Interdisziplinäre Teams

Auch die psychologische und soziale Komponente spielt eine größere Rolle als bisher: „Das Team wurde um Sozialarbeiter erweitert, die nun in den Rehaprozess eingebunden sind“, sagt Hutt. Auch wenn die Formulierung des Teilhabeziels einen höheren Aufwand darstellt, so lohnt es sich aus Sicht des Mediziners aber auf jeden Fall, näher hinzusehen: „Wir Ärzte müssen von der reinen Funktion weg zum ganzheitlichen Denken kommen und für Patienten bringt die individuelle Abstimmung oft den größeren Erfolg.“

Ein Busfahrer, der nach einer Schulteroperation auf Rehabilitation ist und zudem unter einem früheren Meniskusschaden am rechten Knie leidet, veranschaulicht die Weiterentwicklung der orthopädischen Rehabilitation. Während die Schulter gut verheilt ist, bereitet ihm nun das rechte Bein zunehmend Schwierigkeiten. Früher hätte die Rehabilitation sich primär auf die Schulter konzentriert, doch heute werden individuelle Teilhabeziele definiert. Für den Busfahrer steht im Vordergrund, schnell wieder arbeiten zu können und schmerzfrei zwischen Gas- und Bremspedal zu wechseln.

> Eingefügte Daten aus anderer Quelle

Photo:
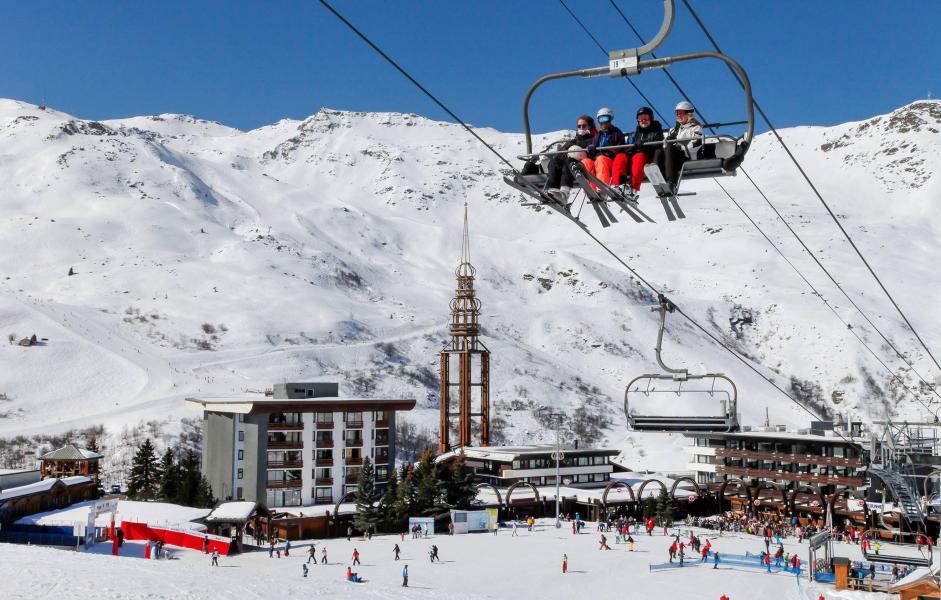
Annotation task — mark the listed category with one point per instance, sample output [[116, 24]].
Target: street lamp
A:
[[558, 455]]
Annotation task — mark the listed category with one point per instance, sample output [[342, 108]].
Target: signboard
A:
[[854, 505], [494, 517], [427, 524], [98, 508], [466, 521]]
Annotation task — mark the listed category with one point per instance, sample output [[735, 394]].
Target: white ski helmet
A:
[[578, 153]]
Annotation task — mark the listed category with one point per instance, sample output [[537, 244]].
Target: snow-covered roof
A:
[[28, 490], [14, 471], [232, 511], [919, 574], [152, 513], [257, 403], [795, 436], [347, 508], [510, 453], [70, 452]]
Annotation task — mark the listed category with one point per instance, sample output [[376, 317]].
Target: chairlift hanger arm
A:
[[659, 143], [616, 69]]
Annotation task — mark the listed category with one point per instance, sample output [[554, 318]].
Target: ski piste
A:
[[665, 192]]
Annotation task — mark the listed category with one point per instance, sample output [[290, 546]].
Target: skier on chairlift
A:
[[672, 157], [610, 165]]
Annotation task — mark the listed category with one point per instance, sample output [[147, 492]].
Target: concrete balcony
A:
[[298, 445], [271, 485], [285, 426], [286, 464]]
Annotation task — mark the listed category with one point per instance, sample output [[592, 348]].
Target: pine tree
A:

„Nach dem guten OP-Erfolg an der Schulter behandeln wir diese weiterhin zur Muskelkräftigung, fokussieren unsere Ressourcen aber auf die Beschwerden im Bein“, erklärt Hutt. Dazu stehen den Patientinnen und Patienten in Bad Vigaun viele technologische Innovationen, wie die Ganganalyse, zur Verfügung.

rh


Univ.-Prof. Mag. DDr. Anton Wicker, MSc.

Nachgefragt bei ...

Univ.-Prof. Mag. DDr. Anton Wicker, MSc., Facharzt für Physikalische Medizin und Allgemeine Rehabilitation im Medizinischen Zentrum Bad Vigaun, zum Thema „Ganganalyse“

Was zeigt eine Ganganalyse?

Eine Ganganalyse ist eine biomechanische Untersuchung, die das Gangbild einer Person detailliert analysiert. Dabei werden verschiedene Parameter erfasst, um Auffälligkeiten oder Abweichungen vom normalen Bewegungsmuster zu identifizieren. Zu den wichtigsten Aspekten gehören Schrittlänge und -frequenz, Ganggeschwindigkeit, Belastungsverteilung auf Füße und Gelenke, Bewegung von Hüfte, Knie und Sprunggelenk, Muskelfunktion und -aktivität sowie Haltung und Stabilität. 

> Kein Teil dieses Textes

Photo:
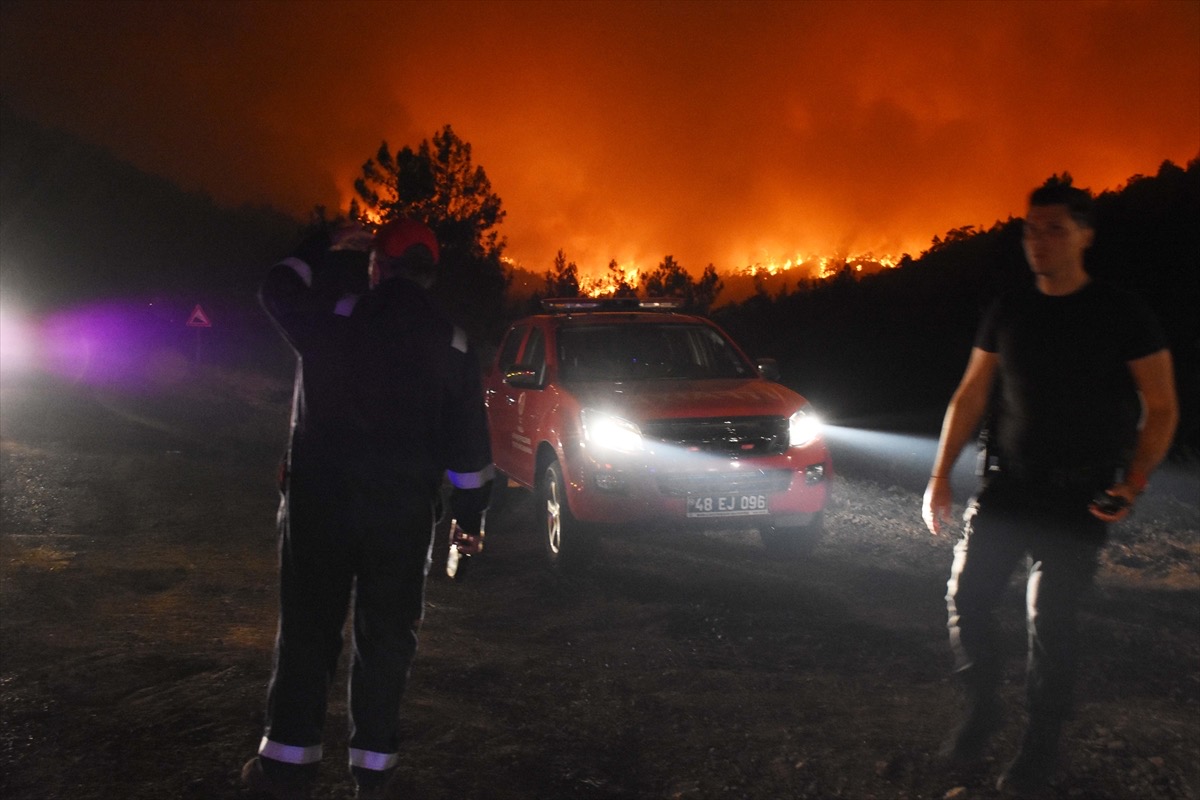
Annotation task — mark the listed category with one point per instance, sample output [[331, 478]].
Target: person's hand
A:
[[467, 543], [935, 506], [349, 234], [1114, 504]]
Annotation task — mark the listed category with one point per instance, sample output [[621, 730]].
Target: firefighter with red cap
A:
[[388, 401]]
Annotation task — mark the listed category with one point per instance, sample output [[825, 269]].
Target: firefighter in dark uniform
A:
[[388, 401]]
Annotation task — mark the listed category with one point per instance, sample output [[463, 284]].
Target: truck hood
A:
[[658, 400]]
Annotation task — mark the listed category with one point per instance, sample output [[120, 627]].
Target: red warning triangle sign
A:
[[198, 318]]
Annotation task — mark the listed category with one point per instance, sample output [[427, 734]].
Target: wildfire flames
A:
[[821, 266]]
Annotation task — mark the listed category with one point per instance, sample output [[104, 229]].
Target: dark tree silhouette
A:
[[563, 280], [670, 280], [439, 185]]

Wie werden Ganganalysen gemacht?

Die Analyse kann mit unterschiedlichen Methoden durchgeführt werden, darunter Videoanalysen, Druckmessplatten, 3D-Bewegungsanalysen und sensorbasierte Systeme. Bad Vigaun zählt österreichweit zu den Vorreitern in Sachen Ganganalyse. 

Warum werden in der orthopädischen Rehabilitation Ganganalysen durchgeführt und welche Ergebnisse können daraus abgeleitet werden?

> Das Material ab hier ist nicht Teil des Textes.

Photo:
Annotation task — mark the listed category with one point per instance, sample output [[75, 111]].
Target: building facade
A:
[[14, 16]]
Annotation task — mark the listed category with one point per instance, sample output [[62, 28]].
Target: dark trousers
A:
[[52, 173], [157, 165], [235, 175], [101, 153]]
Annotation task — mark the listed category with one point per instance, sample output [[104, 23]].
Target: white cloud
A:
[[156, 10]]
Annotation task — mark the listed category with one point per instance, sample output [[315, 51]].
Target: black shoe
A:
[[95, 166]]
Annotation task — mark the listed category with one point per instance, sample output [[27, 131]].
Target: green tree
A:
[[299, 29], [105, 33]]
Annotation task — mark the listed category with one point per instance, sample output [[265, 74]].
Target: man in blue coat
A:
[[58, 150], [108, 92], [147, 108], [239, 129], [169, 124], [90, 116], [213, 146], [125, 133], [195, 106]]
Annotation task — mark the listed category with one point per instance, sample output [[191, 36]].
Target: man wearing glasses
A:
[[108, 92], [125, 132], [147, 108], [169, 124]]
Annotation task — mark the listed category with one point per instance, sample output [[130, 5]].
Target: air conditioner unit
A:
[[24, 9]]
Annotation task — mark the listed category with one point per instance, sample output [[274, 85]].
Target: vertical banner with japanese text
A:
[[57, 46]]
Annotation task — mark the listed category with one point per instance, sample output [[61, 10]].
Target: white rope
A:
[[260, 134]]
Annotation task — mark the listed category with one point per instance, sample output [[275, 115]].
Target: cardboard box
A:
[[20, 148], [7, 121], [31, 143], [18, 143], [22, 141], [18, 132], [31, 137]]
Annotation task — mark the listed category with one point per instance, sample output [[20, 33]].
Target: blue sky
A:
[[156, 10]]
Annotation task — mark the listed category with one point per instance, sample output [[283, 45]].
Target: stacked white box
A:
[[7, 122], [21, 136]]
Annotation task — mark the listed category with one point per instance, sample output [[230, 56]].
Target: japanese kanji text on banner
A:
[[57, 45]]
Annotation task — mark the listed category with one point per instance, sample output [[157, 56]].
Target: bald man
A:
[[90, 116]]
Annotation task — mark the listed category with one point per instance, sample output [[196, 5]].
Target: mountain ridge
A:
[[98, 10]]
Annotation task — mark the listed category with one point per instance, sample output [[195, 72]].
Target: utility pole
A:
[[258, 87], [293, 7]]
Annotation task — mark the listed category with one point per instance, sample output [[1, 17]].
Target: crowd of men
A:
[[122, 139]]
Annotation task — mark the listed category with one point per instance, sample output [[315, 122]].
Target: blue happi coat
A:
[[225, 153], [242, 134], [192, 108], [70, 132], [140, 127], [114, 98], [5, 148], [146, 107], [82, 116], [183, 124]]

Sie sind ein essenzielles Werkzeug in der Reha, um die bestmöglichen Therapieergebnisse zu erzielen. Gangstörungen und Asymmetrien werden zum Beispiel nach einem Schlaganfall, einer Amputation oder bei neurologischen Erkrankungen wie Parkinson erfasst. Diese Analyse von Gelenkbewegungen, Schrittlänge, Schritthöhe und Belastungsverteilung zur Identifikation individueller Defizite. Sie ist Grundlage für eine gezielte Therapieplanung, sodass von Orthesen, Physiotherapie oder Training punktgenau auf die Bedürfnisse angepasst werden können.